Wednesday, October 14, 2009

Phase I

Anyone who knows me can tell you that I'm not a restful person. I exhaust people. In fact, I exhaust myself. I don't know why I always have this constant need to be moving and doing things, but I do. Take this blog, for instance. I love this blog. I started it in the summer because I have a little hamster in my brain working overtime with all of all the thoughts that are spinning around in there. It all has to go someplace. Why not here? Though I love this blog, it's hard work to make something enjoyable to read (I hope). It's also hard work to be a good teacher, wife, photographer, writer, in-shape person (not that I am. I just threw that out there to see if it sticks). The point is that I'm just about to make things a little harder (that's what she said). This afternoon, before sitting down to write this, I submitted my application for my masters in photography. I kissed 100 bucks good bye, said a little prayer and began the process of a new future. Gah.


What school, you ask? Academy of Art University. My wonderful, so-talented-it-makes-my-head-spin sister-in-law Kris is getting her MFA in Illustration there as I write this. She is living the life in San Francisco. I'm totally stealing her thunder by applying there, but she is loving that school and I can take the whole thing online. How great is that?

I can't just be content running around like a lunatic. I need to add school to the mix so that I can really go insane. The thing is that if I want to take this whole photography thing to the next level (how cliche is that phrase? Seriously?), I know that I need to learn a whole lot more than what I know. Will I stress out? Absolutely. Does this have the potential of pushing me over the edge? Without a doubt. Is it something that I want to do? No question 'bout it!

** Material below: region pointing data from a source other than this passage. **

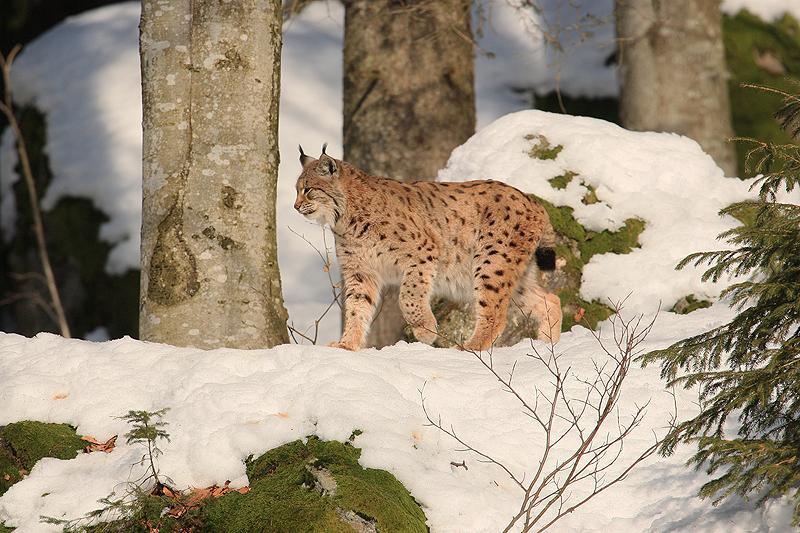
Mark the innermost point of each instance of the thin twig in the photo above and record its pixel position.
(6, 107)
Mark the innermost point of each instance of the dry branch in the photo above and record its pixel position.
(593, 420)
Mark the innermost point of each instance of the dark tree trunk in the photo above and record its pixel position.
(409, 98)
(673, 74)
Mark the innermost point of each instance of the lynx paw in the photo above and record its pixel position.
(476, 345)
(344, 345)
(425, 334)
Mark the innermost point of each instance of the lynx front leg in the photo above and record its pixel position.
(415, 302)
(544, 306)
(361, 294)
(494, 276)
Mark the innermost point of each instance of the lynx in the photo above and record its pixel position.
(471, 241)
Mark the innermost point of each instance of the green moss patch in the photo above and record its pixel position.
(317, 486)
(24, 443)
(541, 148)
(577, 245)
(282, 496)
(561, 181)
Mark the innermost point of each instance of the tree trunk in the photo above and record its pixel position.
(673, 73)
(210, 87)
(409, 98)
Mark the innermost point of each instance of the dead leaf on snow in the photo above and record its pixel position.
(195, 498)
(97, 446)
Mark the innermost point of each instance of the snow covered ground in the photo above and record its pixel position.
(84, 74)
(228, 404)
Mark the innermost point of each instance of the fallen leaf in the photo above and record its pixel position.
(183, 504)
(97, 446)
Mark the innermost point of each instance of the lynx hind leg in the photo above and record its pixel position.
(540, 305)
(415, 301)
(361, 295)
(494, 276)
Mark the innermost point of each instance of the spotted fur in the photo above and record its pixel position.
(472, 241)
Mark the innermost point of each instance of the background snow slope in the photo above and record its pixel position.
(84, 74)
(662, 178)
(228, 404)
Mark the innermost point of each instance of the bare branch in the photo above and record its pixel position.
(7, 108)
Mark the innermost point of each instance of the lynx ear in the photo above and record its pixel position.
(329, 166)
(303, 157)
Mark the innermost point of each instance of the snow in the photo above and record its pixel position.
(662, 178)
(227, 404)
(84, 74)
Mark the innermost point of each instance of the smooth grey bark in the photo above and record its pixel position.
(409, 99)
(673, 74)
(210, 88)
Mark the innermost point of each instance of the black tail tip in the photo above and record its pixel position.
(546, 258)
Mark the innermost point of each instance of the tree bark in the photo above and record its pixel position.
(409, 98)
(210, 88)
(673, 74)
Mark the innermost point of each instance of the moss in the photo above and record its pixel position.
(541, 148)
(746, 35)
(22, 444)
(561, 181)
(281, 496)
(591, 196)
(576, 246)
(689, 303)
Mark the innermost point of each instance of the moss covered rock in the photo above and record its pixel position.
(316, 486)
(24, 443)
(575, 246)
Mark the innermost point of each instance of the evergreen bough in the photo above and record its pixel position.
(749, 368)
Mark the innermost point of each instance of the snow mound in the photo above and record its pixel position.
(227, 404)
(662, 178)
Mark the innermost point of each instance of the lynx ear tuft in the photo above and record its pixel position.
(330, 165)
(303, 157)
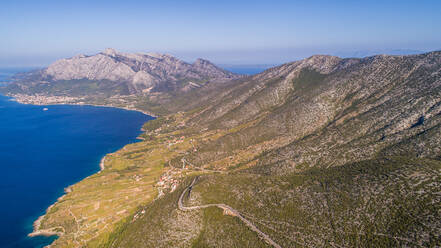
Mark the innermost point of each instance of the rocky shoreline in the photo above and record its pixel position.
(42, 100)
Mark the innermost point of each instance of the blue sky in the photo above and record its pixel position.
(226, 32)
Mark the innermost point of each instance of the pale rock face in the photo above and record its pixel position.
(96, 67)
(138, 70)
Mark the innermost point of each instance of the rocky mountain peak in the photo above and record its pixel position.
(132, 72)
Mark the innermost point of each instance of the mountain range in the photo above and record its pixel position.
(321, 152)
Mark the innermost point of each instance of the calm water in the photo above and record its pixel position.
(42, 152)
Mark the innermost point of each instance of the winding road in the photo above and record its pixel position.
(227, 209)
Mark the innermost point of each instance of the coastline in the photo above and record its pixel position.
(54, 100)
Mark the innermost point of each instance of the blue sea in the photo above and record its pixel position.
(246, 69)
(42, 152)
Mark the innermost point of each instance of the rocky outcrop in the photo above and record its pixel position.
(138, 72)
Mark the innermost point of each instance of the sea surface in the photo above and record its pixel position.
(42, 152)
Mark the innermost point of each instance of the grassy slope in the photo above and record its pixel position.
(375, 203)
(280, 182)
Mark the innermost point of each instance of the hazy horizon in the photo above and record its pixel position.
(36, 33)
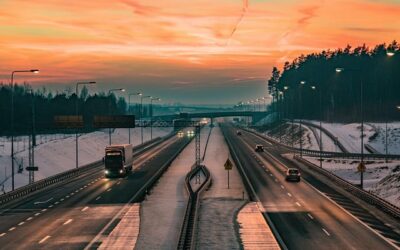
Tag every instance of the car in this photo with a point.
(293, 174)
(259, 148)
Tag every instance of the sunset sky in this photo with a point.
(197, 51)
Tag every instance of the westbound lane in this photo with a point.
(73, 214)
(304, 218)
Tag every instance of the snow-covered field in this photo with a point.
(56, 153)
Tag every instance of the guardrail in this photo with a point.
(326, 154)
(356, 191)
(187, 238)
(250, 190)
(67, 175)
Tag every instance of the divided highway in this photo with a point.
(303, 216)
(81, 212)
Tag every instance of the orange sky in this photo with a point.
(181, 48)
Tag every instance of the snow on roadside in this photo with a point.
(58, 155)
(380, 178)
(219, 205)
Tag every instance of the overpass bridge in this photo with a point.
(255, 115)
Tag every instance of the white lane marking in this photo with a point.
(44, 239)
(41, 202)
(323, 229)
(67, 222)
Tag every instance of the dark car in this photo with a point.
(259, 148)
(293, 174)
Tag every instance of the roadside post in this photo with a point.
(228, 166)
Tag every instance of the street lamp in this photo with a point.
(109, 110)
(151, 115)
(35, 71)
(129, 101)
(301, 116)
(141, 114)
(362, 122)
(76, 113)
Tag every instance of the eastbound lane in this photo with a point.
(70, 216)
(304, 218)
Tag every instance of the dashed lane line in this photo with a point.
(67, 222)
(44, 239)
(326, 232)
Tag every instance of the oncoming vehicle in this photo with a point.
(118, 160)
(259, 148)
(292, 174)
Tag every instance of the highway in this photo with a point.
(72, 215)
(303, 216)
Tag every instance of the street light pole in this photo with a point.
(12, 119)
(151, 115)
(76, 113)
(109, 110)
(141, 115)
(301, 116)
(129, 101)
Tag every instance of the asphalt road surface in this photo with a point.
(303, 215)
(71, 215)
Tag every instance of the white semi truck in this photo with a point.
(118, 160)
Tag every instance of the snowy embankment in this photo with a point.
(56, 153)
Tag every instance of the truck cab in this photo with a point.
(118, 160)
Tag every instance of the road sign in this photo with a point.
(68, 121)
(32, 168)
(361, 167)
(114, 121)
(228, 164)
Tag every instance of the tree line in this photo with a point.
(47, 104)
(331, 85)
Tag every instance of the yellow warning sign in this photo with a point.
(361, 167)
(228, 164)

Now commences Phase II: Portfolio and  Letter of intent submisson as well as that little thing called Tuition. How the flip am I going to pay for this? Future Elaine will have to worry about that.

Can I just be an insecure girl for a second?  You guys, what if I don't get accepted? What if I do? What if I completely suck and they hate my pictures? What if people are so much more advanced than me and I feel like I'm back in middle school taking pictures with my neon pink camera like this one?
I'm not saying this for reassurance. These are just things that I'm thinking. Maybe if I get these worries out in this forum, I don't have to carry them around with me and they won't ruin my mojo.
So what do you think? Am I crazy? That's a dumb question. Am I crazier than normal for doing this? Sound off in the comments.

Today's picture of the day is one that will probably earn me a stern lecture but makes me happy to no end. If someone were ever to ask me to define my relationship with Mike, all I would have to do is show them this picture. This is the perfect snapshot of who were are:

4 comments:

Yanelle Garcia October 14, 2009 at 6:14 PM  

It's spelled "tuition"...not "tution".

'grats.

Anonymous October 14, 2009 at 6:22 PM  

Go for it cuz!!!!

PS: The lady in the wheel chair rocks!!! -El primo

Anonymous October 15, 2009 at 9:37 AM  

Can all your worries add a single moment to your life? Of course not.
SOOOO... DONT WORRY, BE HAPPY.

DO WHAT YOU LOVE, BUT DO IT WITH PURPOSE. GOD bless. hja

Unknown October 15, 2009 at 3:56 PM  

As said in the movie Waterboy..."you CAN do it!"
....And btw, there's tons of government help for those looking to go back to school. Go to Whitehouse.gov, look for the issues tab, then go to education. My co-worker was telling me they have a stimulus package for education. I don't know what the details are but I'm sure you can get some kind of government help with that. YOU GO GIRL!